How to ML - Monitoring - Roland Szabó

As much as machine learning developers like to think that once they’ve got a good enough model and they deployed it, the job is done, it’s not quite so.

The first couple of weeks after deployment are critical. Is the model really as good as offline tests said they are? Maybe something is different in production then in all your test data. Maybe the data you collected for offline predictions includes pieces of data that are not available at inference time. For example, if trying to predict click through rates for items in a list and use that to rank the items, when building the training dataset it’s easy to include the rank of the item in the data. But the model won’t have that when making predictions, because it’s what you’re trying to infer. Surprise, the model will perform very poorly in production.

Or maybe simply A/B testing reveals that the fancy ML model doesn’t really perform better in production than the old rules written with lots of elbow grease by lots of developers and business analysts, using lots of domain knowledge and years of experience.

But even if the model does well at the beginning, will it continue to do so? Maybe there will be an external change in user behavior and they will start searching for other kinds of queries, which your model was not developed for. Or maybe your model will introduce a “positive” feedback loop: it suggests some items, users click on them, so those items get suggested more often, so more users click on them. This leads to a “rich get richer” kind of situation, but the algorithm is actually not making better and better suggestions.

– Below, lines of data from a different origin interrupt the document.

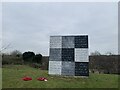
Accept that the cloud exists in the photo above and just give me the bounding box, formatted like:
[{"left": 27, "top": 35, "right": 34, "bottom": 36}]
[{"left": 3, "top": 2, "right": 118, "bottom": 55}]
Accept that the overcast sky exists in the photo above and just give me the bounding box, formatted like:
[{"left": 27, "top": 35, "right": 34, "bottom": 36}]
[{"left": 2, "top": 2, "right": 118, "bottom": 55}]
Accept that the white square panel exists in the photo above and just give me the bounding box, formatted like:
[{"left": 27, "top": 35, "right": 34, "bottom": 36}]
[
  {"left": 75, "top": 48, "right": 89, "bottom": 62},
  {"left": 49, "top": 61, "right": 62, "bottom": 75},
  {"left": 50, "top": 36, "right": 62, "bottom": 48}
]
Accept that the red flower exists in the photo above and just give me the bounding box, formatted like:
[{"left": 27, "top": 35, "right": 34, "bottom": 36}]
[
  {"left": 37, "top": 77, "right": 47, "bottom": 81},
  {"left": 22, "top": 76, "right": 32, "bottom": 81}
]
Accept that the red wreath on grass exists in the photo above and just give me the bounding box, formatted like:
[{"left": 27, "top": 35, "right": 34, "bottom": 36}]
[
  {"left": 37, "top": 77, "right": 47, "bottom": 81},
  {"left": 22, "top": 76, "right": 32, "bottom": 81}
]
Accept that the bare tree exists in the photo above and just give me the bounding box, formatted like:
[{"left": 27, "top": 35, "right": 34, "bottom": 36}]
[
  {"left": 10, "top": 50, "right": 22, "bottom": 56},
  {"left": 90, "top": 51, "right": 101, "bottom": 56},
  {"left": 105, "top": 51, "right": 115, "bottom": 55}
]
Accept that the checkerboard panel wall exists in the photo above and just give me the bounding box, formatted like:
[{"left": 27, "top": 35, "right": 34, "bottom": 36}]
[{"left": 49, "top": 35, "right": 89, "bottom": 76}]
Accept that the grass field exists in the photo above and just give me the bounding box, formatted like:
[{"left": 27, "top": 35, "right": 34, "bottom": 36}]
[{"left": 2, "top": 65, "right": 120, "bottom": 88}]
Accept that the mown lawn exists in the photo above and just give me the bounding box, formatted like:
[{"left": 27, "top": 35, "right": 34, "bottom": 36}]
[{"left": 2, "top": 65, "right": 120, "bottom": 88}]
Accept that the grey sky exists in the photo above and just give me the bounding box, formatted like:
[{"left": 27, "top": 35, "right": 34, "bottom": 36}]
[{"left": 2, "top": 2, "right": 118, "bottom": 55}]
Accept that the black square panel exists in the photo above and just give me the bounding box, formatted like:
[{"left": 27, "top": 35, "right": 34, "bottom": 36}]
[
  {"left": 75, "top": 62, "right": 89, "bottom": 76},
  {"left": 62, "top": 48, "right": 74, "bottom": 61},
  {"left": 75, "top": 35, "right": 88, "bottom": 48},
  {"left": 49, "top": 48, "right": 62, "bottom": 61}
]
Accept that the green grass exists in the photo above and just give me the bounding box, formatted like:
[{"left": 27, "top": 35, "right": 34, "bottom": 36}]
[{"left": 2, "top": 65, "right": 119, "bottom": 88}]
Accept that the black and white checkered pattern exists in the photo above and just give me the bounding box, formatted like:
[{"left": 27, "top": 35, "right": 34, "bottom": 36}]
[{"left": 49, "top": 35, "right": 89, "bottom": 76}]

Maybe you are on top of this and you keep retraining your model weekly to keep it in step with user behavior. But then you need to have a staggered release of the model, to make sure that the new one is really performing better across all relevant dimensions. Is inference speed still good enough? Are predictions relatively stable, meaning we don’t recommend only action movies one week and then only comedies next week? Are models even comparable from one week to another? Or is there a significant random component to them which makes it really hard to see how they improved? For example, how are the clusters from the user post data built up? K-means starts with random centroids and clusters from one run have only passing similarity to the ones from another run. How will you deal with that?